# godflesh fan or ex fan, please comment on there new released post-self or whatever?



## deprofundis (Apr 25, 2014)

I heard there new post-self song seem promessing, than i ight had i a godflesh devotee since a teenager im listening to the single xnoybis and Crush my soul ep's, respectively rew hard industrial dub mix less metalic ore indus, 

Godflesh no ordinary death metal or metal per se band there art-rock, there metallic rock, metal, noise indus.State of the art estetic, cold , dark, often brutal blugeoning yah into smiterin!
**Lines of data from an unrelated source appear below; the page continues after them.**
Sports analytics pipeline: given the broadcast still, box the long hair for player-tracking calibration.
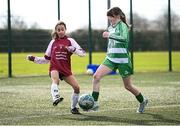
[107,7,130,28]
[51,21,67,39]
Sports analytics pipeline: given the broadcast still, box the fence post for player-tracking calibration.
[168,0,172,71]
[7,0,12,77]
[57,0,60,20]
[107,0,111,26]
[88,0,92,65]
[130,0,134,72]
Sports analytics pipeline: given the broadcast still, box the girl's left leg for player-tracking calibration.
[64,75,80,114]
[122,76,140,96]
[122,76,148,113]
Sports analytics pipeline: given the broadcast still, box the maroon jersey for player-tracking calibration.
[33,36,85,79]
[48,36,73,76]
[43,35,85,78]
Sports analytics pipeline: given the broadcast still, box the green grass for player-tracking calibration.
[0,51,180,77]
[134,51,180,72]
[0,72,180,125]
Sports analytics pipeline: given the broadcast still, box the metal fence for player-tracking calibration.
[0,0,180,78]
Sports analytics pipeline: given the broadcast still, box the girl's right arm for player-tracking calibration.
[27,40,54,64]
[27,55,49,64]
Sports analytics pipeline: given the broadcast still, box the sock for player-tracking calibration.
[51,83,59,101]
[92,91,99,101]
[71,92,79,109]
[136,93,144,103]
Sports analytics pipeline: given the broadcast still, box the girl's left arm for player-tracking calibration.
[68,38,86,57]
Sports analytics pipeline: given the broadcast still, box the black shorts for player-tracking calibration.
[49,72,65,81]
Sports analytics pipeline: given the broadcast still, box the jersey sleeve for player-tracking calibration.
[30,40,54,64]
[68,38,86,57]
[34,57,49,64]
[45,39,54,58]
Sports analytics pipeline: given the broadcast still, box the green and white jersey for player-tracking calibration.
[106,21,130,64]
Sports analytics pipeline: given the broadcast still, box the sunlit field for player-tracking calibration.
[0,51,180,77]
[0,72,180,125]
Anyway if your a fan or like godflesh feel free to comment,message, it's my ost metalic i did not said metal nor rock,get it , heavy stuff.I am mostly a classical music dude and a neophyte in experimental jazz, i like ambient , noise bands, ect...

Godflesh is avant-garde so i hail Godflesh, i hail mister Broadrick, and the bassit since they are a duo mostly,the bass in godflesh as a blueprint it's cruching, loudness factor (i.e wounds streetcleaner) check the bassline it crushes lol

This was my dissection of the odd band that is godflesh.

:tiphat:


----------



## deprofundis (Apr 25, 2014)

Back than i did not appreciated* Song of love in dub* , but now whit *GODFLESH* post-self album they ares re-invinting rock/metal/noise / dub, i purchased this released , pretty spacy, groovy, ecclectic , sir Broadrick your a genieous, this album loungy ,heavy but moody.


----------